I have sought to engage the government to support me with this project, because it is my belief that the government should be responsible for catering to the needs of special needs individuals in this country and ensure the sustainability of the programme in the long term. However, it has decided not to support this campaign in any shape or form.


Independently of my dialogue with the government, I have also been promoting awareness of this campaign through talks at schools and interactions with the mass media (including our appearance on “Joy Truck” Episode 8 on Channel 8), as well as via the exhibitions and sales of Sebastien’s art. We have been raising money for the campaign fund, principally thanks to Sebastien’s donations of 30% of the sales of his art to the fund. To date, Sebastien has sold 60 paintings and raised over $5,500 for the campaign fund.


Sebastien’s contribution to this campaign through his colourful and dynamic paintings is significant for two reasons:


  1. Despite significant delays in communication and learning, as well as the mainstream society’s neglect of people like him in Singapore, Sebastien pursues his life with enthusiasm, courage, and passion; thus, he is a powerful inspiration to all of us. The sad truth is that, until we appeared on TV, most people who met him on the street would not know that he was an outstanding painter and skater, or that he has been trained to care for himself in the home.

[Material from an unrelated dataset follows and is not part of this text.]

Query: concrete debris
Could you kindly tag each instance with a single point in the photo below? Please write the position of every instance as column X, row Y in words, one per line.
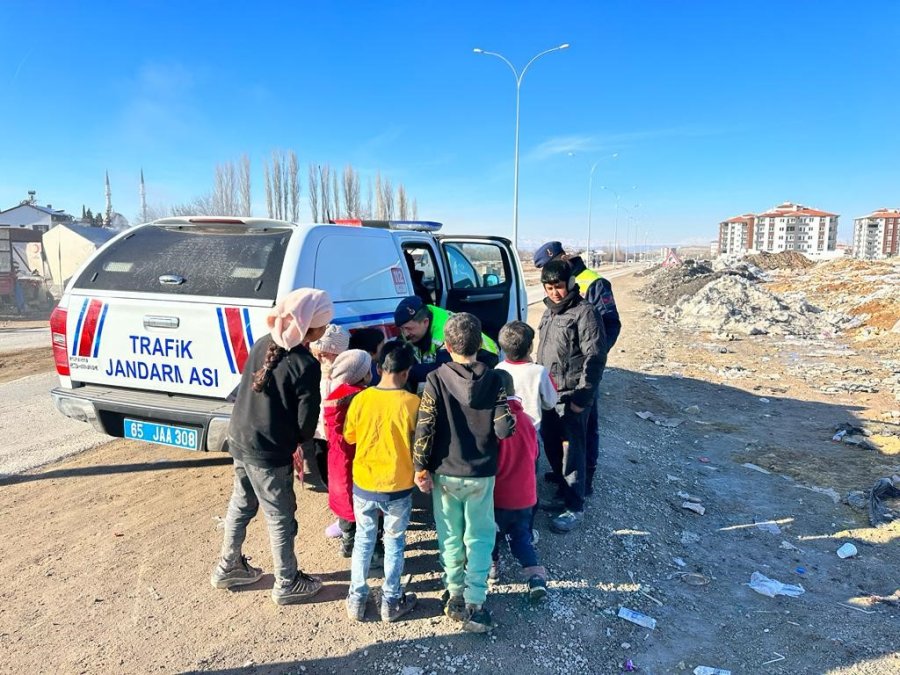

He cooks, cleans, and follows a schedule independently of my supervision. There is much more to special needs people with intellectual disabilities, which meets the eye. We as a society need to re-examine our perspectives of such individuals.


  1. In addition, in having Sebastien contributing to the campaign, I wanted to send a message to others — what we strive to do with our vision is to empower people like Sebastien to contribute to society to the best of their ability, not for them to be helpless, dependent individuals who are cared for. Many of us parents have worked hard on our children to empower them to realise their potential. Through the campaign, I hope to leave behind a community — an alternative family who would continue to guide Sebastien and others like him for them to be contributors to society.


Expecting families to raise their children with special needs without any assistance imposes a crushing burden on them. Instead, when a society steps up to the plate and shares in the responsibility of guiding these special individuals, it not only eases the load of these families, but it also creates a genuinely caring, compassionate, and inclusive community that challenges us all to be better people.